I was so thankful for my encounter with Michael but at the same time, it was very hard for me…..maybe God had been protecting my heart by keeping him from my dreams. For several weeks following the dream, I would cry just thinking about it and seeing his smile and strong body coming towards me. The two things that stand out the most from the dream are the feeling of the pain and burden on my face that I carried, the feeling of it lifting, and the joy that was all over Michael’s countenance. He comforted me in that dream by letting me know that he was well and whole, just by coming to me.
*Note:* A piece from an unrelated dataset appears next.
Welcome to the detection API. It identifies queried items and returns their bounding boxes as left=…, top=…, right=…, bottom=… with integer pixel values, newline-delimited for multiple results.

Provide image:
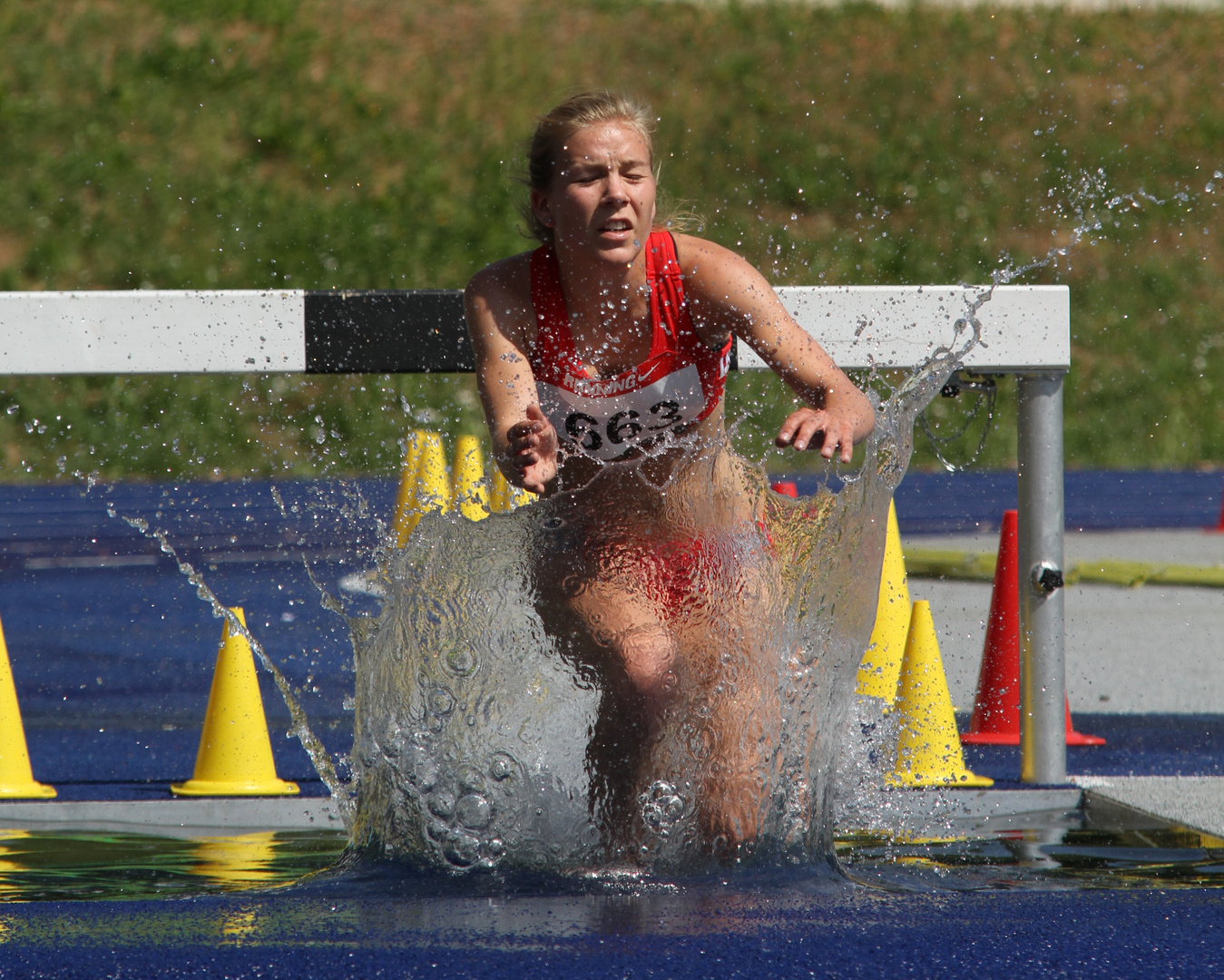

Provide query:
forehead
left=558, top=120, right=650, bottom=164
I have not had a dream about him since. One morning, the smell of his breath and the sound of his voice saying, “Babe,” woke me up from the early morning hours. I can’t explain that….
All of this reminds me of something that my friend Sally mailed me earlier this year. It is a copy of a page from the book entitled, In Lieu of Flowers. Henry Scott Holland, a professor of divinity at Oxford University, wrote this quote within the book a century ago.
Death is nothing at all – I have only slipped away into the next room. I am I, and you are you. Whatever we were to each other, that we still are. Call me by my old familiar name, speak to me in the easy way you always used. Wear no forced air of solemnity or sorrow. Laugh at the little jokes we enjoyed together. Play, smile, think of me, pray for me. Let my name be ever the household word that it always was. Let it be spoken without the ghost of a shadow on it. Life means all that it ever meant…there is absolutely unbroken continuity. I am waiting for you – somewhere near just around the corner. All is well.